According to Google: “Retpoline sequences are a software construct which allow indirect branches to be isolated from speculative execution.

“This may be applied to protect sensitive binaries (such as operating system or hypervisor implementations) from branch target injection attacks against their indirect branches”.

Retpoline is a portmanteau of return and trampoline: it is a trampoline construct built using return operations which “also figuratively ensures that any associated speculative execution will ‘bounce' endlessly.”

Intel, which is facing 32 separate lawsuits in the US over Spectre and Meltdown - from both customers and investors - extended its “appreciation” to the rest of the industry for their “ongoing support”.

Some hard pressed techies dealing with the fallout are not yet convinced of Intel’s latest microcode update, at least ones that expressed doubts on Reddit.

“Don’t patch yet,” was the advice from one, “MS had to revert one of Intel's fixes already. Best to wait until it's verified not to cause issues with the OS."

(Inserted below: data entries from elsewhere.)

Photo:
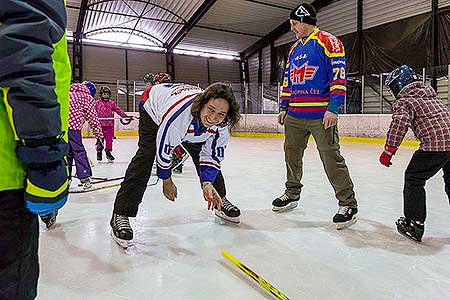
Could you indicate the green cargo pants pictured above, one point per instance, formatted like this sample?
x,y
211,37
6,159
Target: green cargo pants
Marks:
x,y
297,133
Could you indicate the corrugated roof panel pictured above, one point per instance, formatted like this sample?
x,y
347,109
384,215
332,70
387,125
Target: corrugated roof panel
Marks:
x,y
244,16
101,15
285,3
444,3
199,39
378,12
338,18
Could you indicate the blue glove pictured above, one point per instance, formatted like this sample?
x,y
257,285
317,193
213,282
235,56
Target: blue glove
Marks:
x,y
47,185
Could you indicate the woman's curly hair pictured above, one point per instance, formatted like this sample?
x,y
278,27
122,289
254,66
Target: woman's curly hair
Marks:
x,y
218,90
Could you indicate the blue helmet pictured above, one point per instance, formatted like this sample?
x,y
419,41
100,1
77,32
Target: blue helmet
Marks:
x,y
399,78
91,87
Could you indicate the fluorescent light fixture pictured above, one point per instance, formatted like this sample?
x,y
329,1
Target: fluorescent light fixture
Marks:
x,y
206,54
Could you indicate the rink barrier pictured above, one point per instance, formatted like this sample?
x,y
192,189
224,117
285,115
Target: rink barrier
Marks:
x,y
362,128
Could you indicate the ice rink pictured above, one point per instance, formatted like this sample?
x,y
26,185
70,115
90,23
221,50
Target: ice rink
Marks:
x,y
177,246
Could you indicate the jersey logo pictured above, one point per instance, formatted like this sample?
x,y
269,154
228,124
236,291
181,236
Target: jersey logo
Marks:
x,y
301,12
303,73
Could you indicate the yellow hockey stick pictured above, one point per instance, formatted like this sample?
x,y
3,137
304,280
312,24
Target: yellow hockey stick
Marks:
x,y
267,286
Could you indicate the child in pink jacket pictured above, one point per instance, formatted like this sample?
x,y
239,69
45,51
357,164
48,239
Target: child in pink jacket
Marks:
x,y
105,111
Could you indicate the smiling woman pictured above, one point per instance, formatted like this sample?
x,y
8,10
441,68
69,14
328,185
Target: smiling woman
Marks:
x,y
177,114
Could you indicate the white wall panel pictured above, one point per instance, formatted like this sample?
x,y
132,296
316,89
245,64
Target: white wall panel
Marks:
x,y
378,12
253,65
339,18
189,69
266,64
224,70
103,64
142,62
444,3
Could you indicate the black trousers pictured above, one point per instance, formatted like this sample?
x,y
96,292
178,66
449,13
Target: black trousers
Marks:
x,y
139,170
19,232
423,166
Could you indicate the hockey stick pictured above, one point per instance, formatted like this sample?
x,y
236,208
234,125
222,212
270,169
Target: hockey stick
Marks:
x,y
103,179
267,286
97,188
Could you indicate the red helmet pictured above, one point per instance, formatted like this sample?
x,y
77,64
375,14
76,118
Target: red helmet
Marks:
x,y
162,78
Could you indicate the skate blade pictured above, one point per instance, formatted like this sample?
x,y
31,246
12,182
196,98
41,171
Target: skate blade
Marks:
x,y
220,214
340,226
50,223
288,207
122,243
408,236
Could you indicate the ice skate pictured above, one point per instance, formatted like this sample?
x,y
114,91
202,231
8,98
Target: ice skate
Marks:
x,y
49,219
121,231
99,155
284,203
109,156
228,212
86,183
411,229
345,217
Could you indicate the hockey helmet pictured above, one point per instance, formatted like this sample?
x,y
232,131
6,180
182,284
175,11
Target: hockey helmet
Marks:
x,y
162,78
149,77
91,87
398,79
105,89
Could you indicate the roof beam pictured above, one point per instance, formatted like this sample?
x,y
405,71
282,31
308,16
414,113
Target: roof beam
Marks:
x,y
81,18
269,4
201,11
280,30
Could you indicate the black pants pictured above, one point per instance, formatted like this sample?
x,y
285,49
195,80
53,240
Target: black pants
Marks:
x,y
19,232
423,166
139,170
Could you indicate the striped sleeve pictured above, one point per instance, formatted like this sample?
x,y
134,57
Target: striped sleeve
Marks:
x,y
337,72
170,133
213,153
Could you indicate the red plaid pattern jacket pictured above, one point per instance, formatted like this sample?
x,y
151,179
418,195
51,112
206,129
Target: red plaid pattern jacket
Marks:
x,y
105,111
419,108
82,108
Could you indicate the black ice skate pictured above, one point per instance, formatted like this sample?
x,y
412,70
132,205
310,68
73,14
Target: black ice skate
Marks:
x,y
345,217
49,219
410,229
284,203
99,155
86,183
228,211
178,169
121,231
109,156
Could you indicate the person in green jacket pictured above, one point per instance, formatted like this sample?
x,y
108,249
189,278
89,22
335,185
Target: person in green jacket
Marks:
x,y
34,91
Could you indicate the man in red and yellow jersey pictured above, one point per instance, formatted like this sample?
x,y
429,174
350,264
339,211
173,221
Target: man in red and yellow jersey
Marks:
x,y
314,89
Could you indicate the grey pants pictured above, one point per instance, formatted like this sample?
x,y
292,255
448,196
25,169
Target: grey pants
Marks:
x,y
297,133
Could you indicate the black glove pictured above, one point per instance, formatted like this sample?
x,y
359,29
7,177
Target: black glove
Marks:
x,y
46,187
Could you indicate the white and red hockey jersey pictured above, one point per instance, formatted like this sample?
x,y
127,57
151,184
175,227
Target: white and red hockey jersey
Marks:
x,y
169,105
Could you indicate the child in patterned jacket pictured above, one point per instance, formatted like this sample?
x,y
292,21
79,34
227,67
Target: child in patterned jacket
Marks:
x,y
81,109
418,107
105,110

Another said, “I would imagine… at least hope, that the second time around they’d make sure they get it right. But probably still a good call.”

A third said he was “cautiously optimistic” as it will still be “up to the motherboard manufacturers to provide BIOS updates”.

And therein lies the problem, pessimists are rarely disappointed, but for optimists… it is the hope that gets them in the end. El Reg suspects Linux supremo Linus Torvalds, based on experience, fits into the former bracket where Intel is concerned. ®

* Sorry, Sean Lock, couldn't resist pinching your joke.

Updated

Intel told us it has not yet ascertained the performance impact the latest patch update may cause. "We do expect to provide more information on this in the future," a spokesman told us.